Like partnerships, LLCs enjoy much more flexibility than corporations in structuring the management of the LLC, which can be by all of the members, by some but not all of the members, or by non-member managers. Thus, the managerial structure can, depending on the needs and objectives of the members, vary widely.

LLCs, like partnerships, also enjoy much more flexibility than corporations in structuring financial arrangements between or among the members. An LLC, for example, might be an ideal choice for a deal where one member is putting in the money, and the other member is putting in services. LLCs avoid the arcane "one class of stock" rules which are applicable to S corporations.

To form a California LLC, a short document called Articles of Organization needs to be filed with the California Secretary of State. In addition, the members should enter into a written agreement called an Operating Agreement, which in many respects resembles a Partnership Agreement.
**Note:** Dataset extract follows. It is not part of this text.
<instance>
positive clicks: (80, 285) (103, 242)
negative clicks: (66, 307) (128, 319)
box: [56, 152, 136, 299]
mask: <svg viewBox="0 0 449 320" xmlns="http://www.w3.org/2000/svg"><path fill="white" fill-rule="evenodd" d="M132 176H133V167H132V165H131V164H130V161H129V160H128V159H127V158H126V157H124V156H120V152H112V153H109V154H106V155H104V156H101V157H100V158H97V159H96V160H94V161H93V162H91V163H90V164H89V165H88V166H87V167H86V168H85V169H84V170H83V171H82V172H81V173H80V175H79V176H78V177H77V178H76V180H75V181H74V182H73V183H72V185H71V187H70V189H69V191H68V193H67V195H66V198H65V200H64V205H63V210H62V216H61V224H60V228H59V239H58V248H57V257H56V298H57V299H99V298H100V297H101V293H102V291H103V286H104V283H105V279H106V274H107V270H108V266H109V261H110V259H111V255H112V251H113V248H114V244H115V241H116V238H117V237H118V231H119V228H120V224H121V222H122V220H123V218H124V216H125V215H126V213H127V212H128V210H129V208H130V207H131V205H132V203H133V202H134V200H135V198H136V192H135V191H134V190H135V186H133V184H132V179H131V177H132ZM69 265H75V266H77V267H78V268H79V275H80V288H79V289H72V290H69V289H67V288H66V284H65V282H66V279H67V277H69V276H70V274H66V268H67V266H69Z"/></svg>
The written Operating Agreement gets into the open each member's expectations; and in many cases the provisions of state law are varied in the Operating Agreement to suit the needs and objectives of the parties. One typical variation would be to provide that the LLC be required to distribute to its members cash in an amount at least equal to the income tax imposed on the members by the allocations of income made to the members.

The decision about whether a business should be a corporation (C or S), partnership, limited liability company, or other entity is important to the success of the business. The determination needs to be made on a case-by-case basis after consultation with an attorney and accountant experienced in the area.